Four years ago, West Coast thought so highly of Craig, then in his first season back at the Crows as an assistant to Ayres, that it offered him the job now occupied by John Worsfold. (He rejected it because, he said, he didn't want to leave Adelaide).

However, he was still judged a novice by the wider football audience when he took over from Ayres in the middle of last year.

In reality, he brought with him a deep understanding of the multitudinous requirements of modern elite football. And now, as Adelaide exceeds all pre-season expectations, it is one of his most prominent skills – communication – that is being trumpeted.

"He has a strong message but he doesn't berate players. He instils belief in them. There's no greater example than Nathan Bock," Bickley said. "Before the St Kilda game there was talk he could be dropped. But not only did Craigy pick him, he played him on Nick Riewoldt.

"He went out and played well, and his three weeks since have been fantastic.
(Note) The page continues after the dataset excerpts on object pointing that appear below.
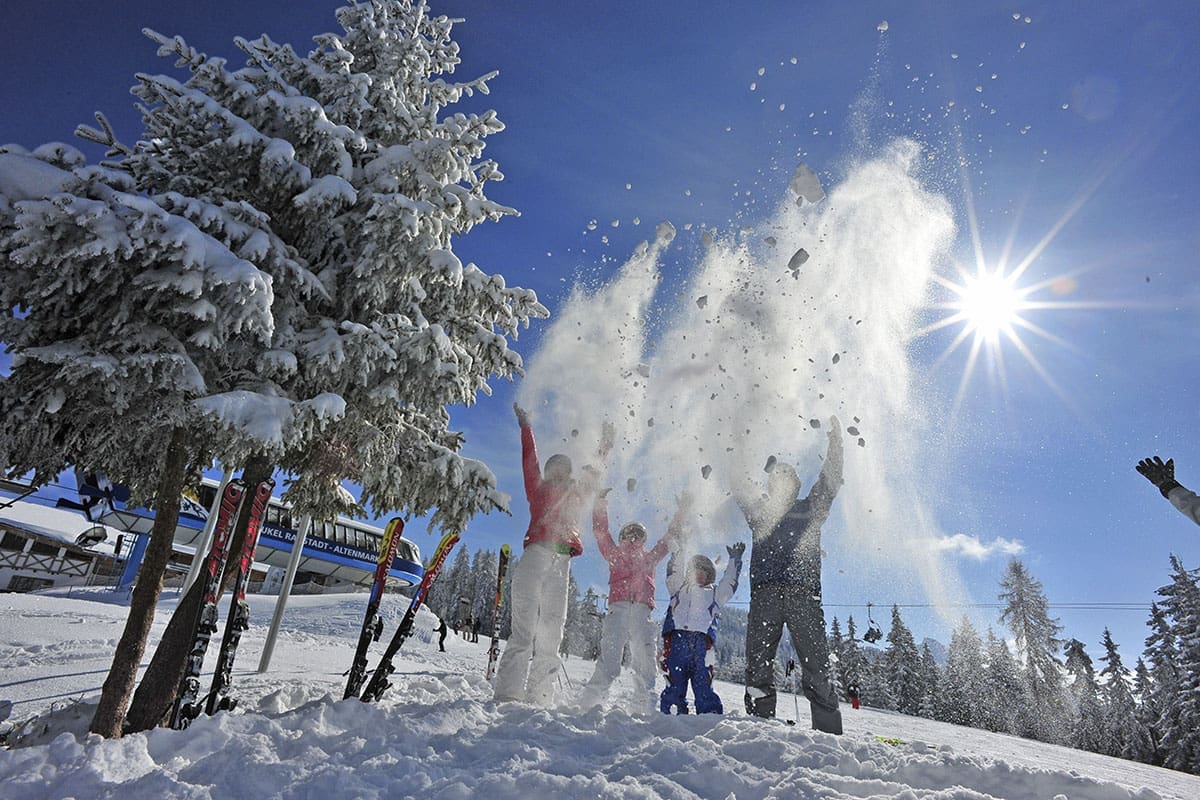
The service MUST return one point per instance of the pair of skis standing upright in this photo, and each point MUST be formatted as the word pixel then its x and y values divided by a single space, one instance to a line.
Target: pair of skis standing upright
pixel 372 624
pixel 190 704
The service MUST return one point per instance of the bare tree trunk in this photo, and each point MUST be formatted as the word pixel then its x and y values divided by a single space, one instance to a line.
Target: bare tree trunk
pixel 156 692
pixel 119 685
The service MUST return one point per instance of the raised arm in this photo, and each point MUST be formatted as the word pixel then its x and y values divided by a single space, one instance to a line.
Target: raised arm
pixel 677 572
pixel 831 480
pixel 729 584
pixel 600 527
pixel 1162 475
pixel 529 464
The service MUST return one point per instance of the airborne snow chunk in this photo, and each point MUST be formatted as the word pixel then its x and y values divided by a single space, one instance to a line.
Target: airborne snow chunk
pixel 797 260
pixel 807 185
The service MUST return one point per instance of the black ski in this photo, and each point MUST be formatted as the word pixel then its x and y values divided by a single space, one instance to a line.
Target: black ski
pixel 372 624
pixel 379 683
pixel 239 612
pixel 493 651
pixel 187 704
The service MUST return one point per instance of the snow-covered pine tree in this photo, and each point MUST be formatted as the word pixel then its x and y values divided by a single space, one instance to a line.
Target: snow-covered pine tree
pixel 117 311
pixel 1005 702
pixel 343 175
pixel 901 663
pixel 1163 654
pixel 1181 729
pixel 837 645
pixel 349 163
pixel 459 601
pixel 483 576
pixel 1027 615
pixel 875 687
pixel 591 625
pixel 852 660
pixel 1144 739
pixel 1117 721
pixel 961 697
pixel 1086 711
pixel 930 680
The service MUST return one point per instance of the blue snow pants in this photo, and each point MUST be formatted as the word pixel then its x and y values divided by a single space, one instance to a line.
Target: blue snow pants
pixel 685 660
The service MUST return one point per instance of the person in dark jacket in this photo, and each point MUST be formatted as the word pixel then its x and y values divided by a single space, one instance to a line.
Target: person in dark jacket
pixel 442 630
pixel 1162 474
pixel 785 585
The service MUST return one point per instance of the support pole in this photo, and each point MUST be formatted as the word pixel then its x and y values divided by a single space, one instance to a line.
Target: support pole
pixel 207 536
pixel 285 590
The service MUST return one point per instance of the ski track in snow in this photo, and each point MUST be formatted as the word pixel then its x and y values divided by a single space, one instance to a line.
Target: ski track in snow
pixel 438 734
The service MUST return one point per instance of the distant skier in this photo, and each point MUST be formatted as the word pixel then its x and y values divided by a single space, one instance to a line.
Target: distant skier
pixel 785 587
pixel 442 630
pixel 630 600
pixel 529 665
pixel 689 630
pixel 852 695
pixel 1163 476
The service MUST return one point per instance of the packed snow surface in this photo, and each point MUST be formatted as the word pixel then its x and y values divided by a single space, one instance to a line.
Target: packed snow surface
pixel 437 733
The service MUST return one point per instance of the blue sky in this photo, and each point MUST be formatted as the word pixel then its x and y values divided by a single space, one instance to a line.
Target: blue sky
pixel 1067 131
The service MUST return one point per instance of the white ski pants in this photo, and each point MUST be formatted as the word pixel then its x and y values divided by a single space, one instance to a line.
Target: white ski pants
pixel 529 665
pixel 627 623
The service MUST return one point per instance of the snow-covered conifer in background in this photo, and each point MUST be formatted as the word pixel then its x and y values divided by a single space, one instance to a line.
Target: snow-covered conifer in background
pixel 1144 740
pixel 1181 725
pixel 930 681
pixel 837 648
pixel 901 661
pixel 1027 615
pixel 1117 721
pixel 1003 689
pixel 961 696
pixel 1086 721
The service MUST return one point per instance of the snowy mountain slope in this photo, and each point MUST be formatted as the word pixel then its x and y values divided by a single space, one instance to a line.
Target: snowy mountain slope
pixel 438 734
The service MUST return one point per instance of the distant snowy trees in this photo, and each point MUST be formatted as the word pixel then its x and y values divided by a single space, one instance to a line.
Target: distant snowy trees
pixel 1151 714
pixel 267 277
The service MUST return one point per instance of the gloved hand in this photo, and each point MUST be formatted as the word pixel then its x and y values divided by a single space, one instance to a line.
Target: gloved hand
pixel 522 415
pixel 1158 473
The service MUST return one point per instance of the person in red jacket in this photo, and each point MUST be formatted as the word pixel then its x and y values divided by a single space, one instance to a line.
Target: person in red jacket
pixel 630 601
pixel 528 668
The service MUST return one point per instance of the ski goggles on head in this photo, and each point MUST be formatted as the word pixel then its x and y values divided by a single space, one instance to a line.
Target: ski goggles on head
pixel 633 533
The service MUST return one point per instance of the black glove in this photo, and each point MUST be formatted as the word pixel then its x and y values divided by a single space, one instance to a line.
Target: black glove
pixel 522 415
pixel 1159 474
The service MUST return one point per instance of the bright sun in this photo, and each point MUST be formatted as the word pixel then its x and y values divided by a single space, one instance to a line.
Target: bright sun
pixel 990 310
pixel 989 305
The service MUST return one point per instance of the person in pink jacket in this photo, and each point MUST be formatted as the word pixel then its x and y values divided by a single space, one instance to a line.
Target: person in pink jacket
pixel 630 601
pixel 529 666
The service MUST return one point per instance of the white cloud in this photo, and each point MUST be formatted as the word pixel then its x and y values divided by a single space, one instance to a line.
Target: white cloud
pixel 973 547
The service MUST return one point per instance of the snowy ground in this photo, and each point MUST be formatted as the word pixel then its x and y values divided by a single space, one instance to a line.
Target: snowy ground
pixel 438 734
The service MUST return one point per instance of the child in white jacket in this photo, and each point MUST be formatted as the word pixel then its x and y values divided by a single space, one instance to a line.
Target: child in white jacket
pixel 690 629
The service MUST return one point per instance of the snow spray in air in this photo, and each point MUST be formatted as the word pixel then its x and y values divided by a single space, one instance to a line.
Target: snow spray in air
pixel 804 317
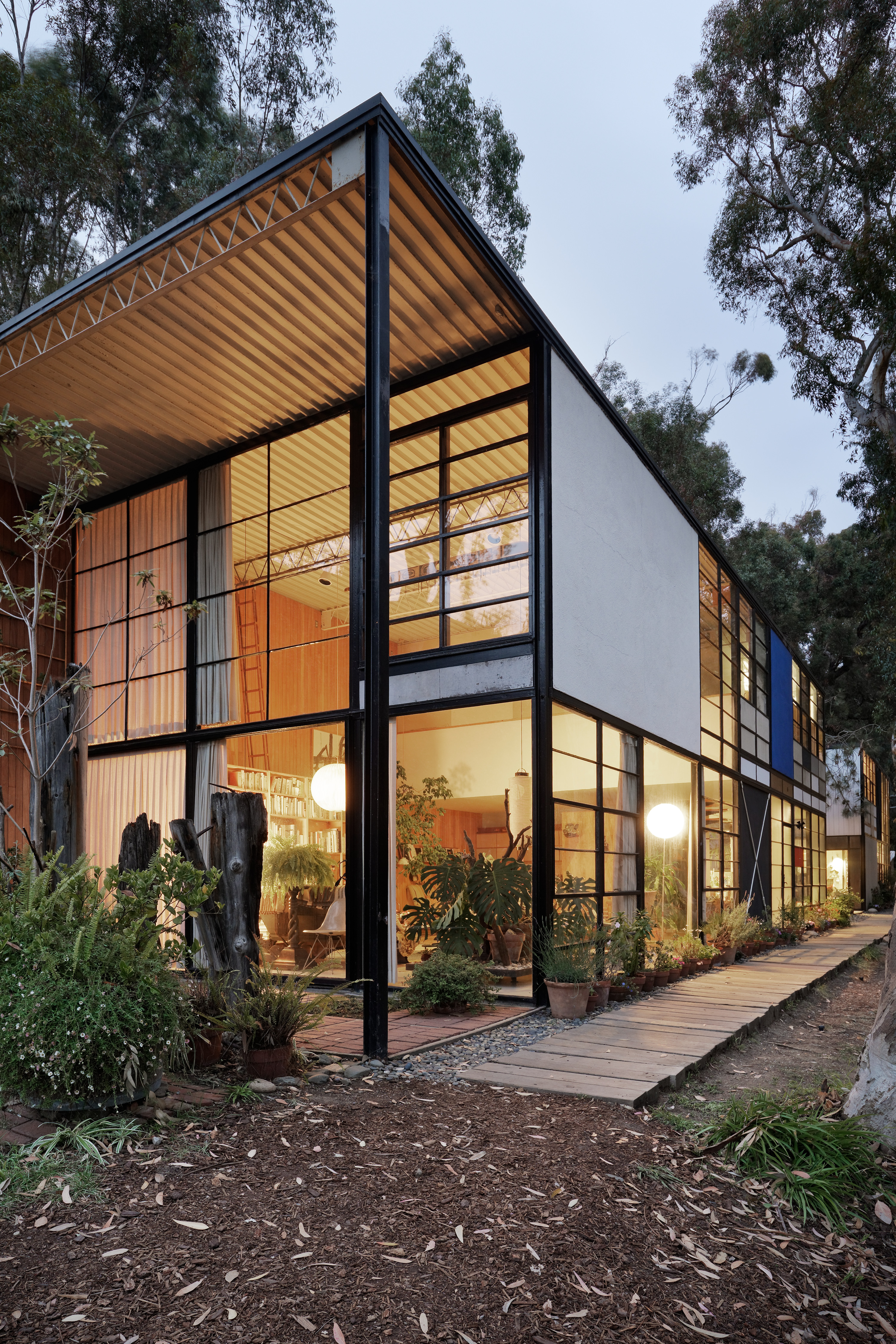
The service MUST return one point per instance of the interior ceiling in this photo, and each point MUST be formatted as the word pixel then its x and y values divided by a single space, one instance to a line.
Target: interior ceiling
pixel 250 322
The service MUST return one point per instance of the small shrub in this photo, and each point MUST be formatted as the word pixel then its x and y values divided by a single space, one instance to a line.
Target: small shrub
pixel 448 982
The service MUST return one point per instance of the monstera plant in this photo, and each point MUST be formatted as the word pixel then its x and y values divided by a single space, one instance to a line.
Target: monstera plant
pixel 467 898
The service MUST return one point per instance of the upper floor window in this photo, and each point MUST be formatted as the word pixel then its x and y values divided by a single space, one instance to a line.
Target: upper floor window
pixel 460 530
pixel 808 713
pixel 870 779
pixel 719 667
pixel 754 658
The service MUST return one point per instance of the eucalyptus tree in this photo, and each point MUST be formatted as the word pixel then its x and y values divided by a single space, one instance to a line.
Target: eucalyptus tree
pixel 793 107
pixel 469 144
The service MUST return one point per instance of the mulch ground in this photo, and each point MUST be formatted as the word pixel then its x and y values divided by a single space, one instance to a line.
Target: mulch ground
pixel 401 1211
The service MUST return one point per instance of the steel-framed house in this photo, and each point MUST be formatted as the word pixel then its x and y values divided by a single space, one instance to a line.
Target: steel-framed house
pixel 425 544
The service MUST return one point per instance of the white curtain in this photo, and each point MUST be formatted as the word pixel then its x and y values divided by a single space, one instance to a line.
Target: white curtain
pixel 120 788
pixel 214 628
pixel 211 773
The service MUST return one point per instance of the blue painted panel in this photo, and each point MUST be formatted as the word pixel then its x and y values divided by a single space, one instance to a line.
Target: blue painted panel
pixel 782 709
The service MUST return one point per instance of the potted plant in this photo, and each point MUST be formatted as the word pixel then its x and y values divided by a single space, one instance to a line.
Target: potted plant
pixel 209 1007
pixel 675 968
pixel 468 901
pixel 569 972
pixel 271 1014
pixel 448 984
pixel 600 995
pixel 662 966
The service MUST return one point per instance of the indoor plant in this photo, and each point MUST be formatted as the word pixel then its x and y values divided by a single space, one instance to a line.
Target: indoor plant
pixel 448 983
pixel 469 898
pixel 567 969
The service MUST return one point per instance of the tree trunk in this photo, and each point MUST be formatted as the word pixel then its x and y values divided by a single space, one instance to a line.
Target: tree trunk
pixel 140 842
pixel 209 920
pixel 58 812
pixel 874 1096
pixel 238 834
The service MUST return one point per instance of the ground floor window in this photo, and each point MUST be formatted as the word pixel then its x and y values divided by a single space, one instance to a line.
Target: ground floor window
pixel 670 866
pixel 463 794
pixel 301 777
pixel 721 843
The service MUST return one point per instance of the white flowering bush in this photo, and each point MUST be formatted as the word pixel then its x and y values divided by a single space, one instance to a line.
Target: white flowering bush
pixel 89 1003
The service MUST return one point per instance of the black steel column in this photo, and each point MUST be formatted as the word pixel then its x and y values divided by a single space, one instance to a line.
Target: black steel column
pixel 542 671
pixel 354 726
pixel 190 658
pixel 377 460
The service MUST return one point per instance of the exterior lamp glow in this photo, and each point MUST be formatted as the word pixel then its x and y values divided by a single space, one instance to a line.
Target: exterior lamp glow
pixel 328 788
pixel 664 822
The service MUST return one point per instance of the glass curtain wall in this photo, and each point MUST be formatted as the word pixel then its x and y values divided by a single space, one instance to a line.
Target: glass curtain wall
pixel 596 814
pixel 274 580
pixel 718 663
pixel 460 533
pixel 670 865
pixel 304 791
pixel 130 620
pixel 463 787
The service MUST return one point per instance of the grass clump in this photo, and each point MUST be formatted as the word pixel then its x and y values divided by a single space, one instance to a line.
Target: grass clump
pixel 22 1178
pixel 449 983
pixel 820 1165
pixel 90 1139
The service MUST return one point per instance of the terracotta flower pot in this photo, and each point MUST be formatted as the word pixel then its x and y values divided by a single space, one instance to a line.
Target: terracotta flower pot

After that, maybe he said to himself, `I am a real AFL player. I can beat Nick Riewoldt. I can beat anyone. I am a real AFL player'.

"It's the same with Hayden Skipworth. He used to sit on the bench and play four or five minutes in the midfield if someone was injured or needed a rest. This year they've said they are going to play these young blokes in the middle so they can learn what it's all about. The rewards are being seen already."

The reasoning is simple, says Craig. "The big picture we have is to be the best in the competition. The only way we can do that is to give these people the chance to prove themselves," he said.

Craig's subtle powers of persuasion have also been used to great effect on the club's most dynamic player, Andrew McLeod. Last year McLeod was a troubled soul who appeared, at times, to have lost interest in the game. Under Craig, he's back to playing to the level that won him two club champion awards.

However, while Craig may have done Adelaide a huge service by getting him back on track, it should be noted McLeod rendered the club just as big a service when he joined a number of senior players to implore Craig to reject the tempting offer to coach West Coast in 2001.